LET’S MOVIE 223 – propone TRASH e commenta GIOVENTU’ BRUCIATA

TRASH
di Stephen Daldry
USA, 2014, ‘114
Martedì 2/Tuesday 2
Ore 21:15 / 9:15 pm
Astra/Dal Mastro the Allmighty

Maglietta Fina Movier Fellows!

Finalmente ho spianato un luogo comune dentro cui sono cresciuta ―siamo cresciuti, credo. James Dean, beau et maudit, anarco nell’animo e capello sempre in ordine. L’archetipo dello scavezzacollo, del casinaro e dello sciupafemmene ―che se volete rivendervi in contesto internazionale si dice “womanizer”. Via, demolito tutto, dopo aver visto “Gioventù bruciata”. Via la Fruit-of-the-Loom con poco dentro, lo sguardo assassino finalizzato alla conquista ma immune all’ammmooore, la cresta attaccabrighe da bad guy del quartierino. Via tutto e spazio alla svolta copernicana: James Stark, il protagonista di “Gioventù bruciata”, è una pasta di ragazzo che si trova circondato da un branco intergenerazionale di mediocri, gli adulti, che danno triste prova della loro vigliaccheria/ipocrisia/meschina borghesia dall’inizio alla fine.
Insomma, siamo decisamente molto più Baglioni che Rage Against the Machine, volessimo trovare una controparte musicale al ruolo del protagonista.

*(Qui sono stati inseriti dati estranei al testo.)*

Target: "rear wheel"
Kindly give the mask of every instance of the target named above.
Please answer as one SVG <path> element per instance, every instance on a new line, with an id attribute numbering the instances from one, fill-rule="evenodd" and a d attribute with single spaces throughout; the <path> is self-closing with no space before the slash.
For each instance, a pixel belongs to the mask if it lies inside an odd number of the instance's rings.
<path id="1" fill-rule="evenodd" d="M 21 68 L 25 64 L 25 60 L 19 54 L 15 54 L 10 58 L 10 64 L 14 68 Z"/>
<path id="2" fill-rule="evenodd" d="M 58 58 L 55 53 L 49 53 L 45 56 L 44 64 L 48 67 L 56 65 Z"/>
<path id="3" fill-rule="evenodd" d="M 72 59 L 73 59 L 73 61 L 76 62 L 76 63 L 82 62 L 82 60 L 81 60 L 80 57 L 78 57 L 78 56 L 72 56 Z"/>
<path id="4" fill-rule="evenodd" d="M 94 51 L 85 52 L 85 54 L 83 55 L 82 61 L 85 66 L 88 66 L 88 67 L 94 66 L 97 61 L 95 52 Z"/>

Alla notizia che non avevo mai visto “Gioventù bruciata” ―e uno sfacelo di altri classici― l’Anarcozumi voleva contattare la Corte Suprema del Cinema e indire un processo per direttissima al Board. Fortunatamente eravamo già in sala con il film sullo schermo, quindi l’udienza è stata rimandata a data da destinarsi.
Ma l’Anarco non era l’unica presente al Lez Muvi “Classics” di lunedì. Il duo che mi accompagnò in Puglia l’estate scorsa si materializzò come per incanto anzi salento, facendomi una di quelle surprise da natale sotto l’albero: Angela, detta Animalangie per via della leggera componente animalesca che la contraddistingue in quel suo corpo da passero solitario :-), e Giulio detto Giusenzaccento, che è il rebel WITH a cause quando in ballo c’è Trentoville e la sua tendenza al provincialismo passando per i mercatini in 2 piazze 2 della città… A fine film, poi, scopro che altri due Fellow hanno sguazzato sirenetti nel buio della sala: il Movier McDuck, le cui skills da banker gli hanno permesso di portarsi a casa la locandina del film ―infinita ammirazione per lui e la parete che la ospiterà, e nessuno osi dividere ciò che Dean ha unito. 🙂 E il Fellow The-Shoe-Must-Go-On, che ebbi modo d’intravedere ad altri film a riprova che è un cine-patico di razza, non uno spettatorino di quelli da cinemino tanto per risolvere il chessifa del sabato sera. 🙂
Inoltre, mentre noi eravamo alle prese con la ribellione, la Fellow Giuly Jules, l’unica Movier che può vantare un esclusivo accompagnatore incorporato, giacché a breve ci renderà tutti cine-zii una seconda volta :-), stava recuperando “Il sale della terra” in Sala 3.
S’è saputo di un altro distaccamento triangolare Andy the Candy, Onassis Jr e Felix per recuperare “Interstellar”. Il portavoce del trio, Mr Onassis Jr, ha riferito un commento a caldo, la cui ironia ha tramortito il Board facendolo precipitare in un abisso di risate:”‘Interstellar’ ci è piaciuto come ‘Clown’ ma lo preferiamo a quest’ultimo perchè la colonna sonora è migliore”. Ormai mi pare evidente che i Moviers potrebbero fondare una loro Accademia di Arte Comica e farci una carriera.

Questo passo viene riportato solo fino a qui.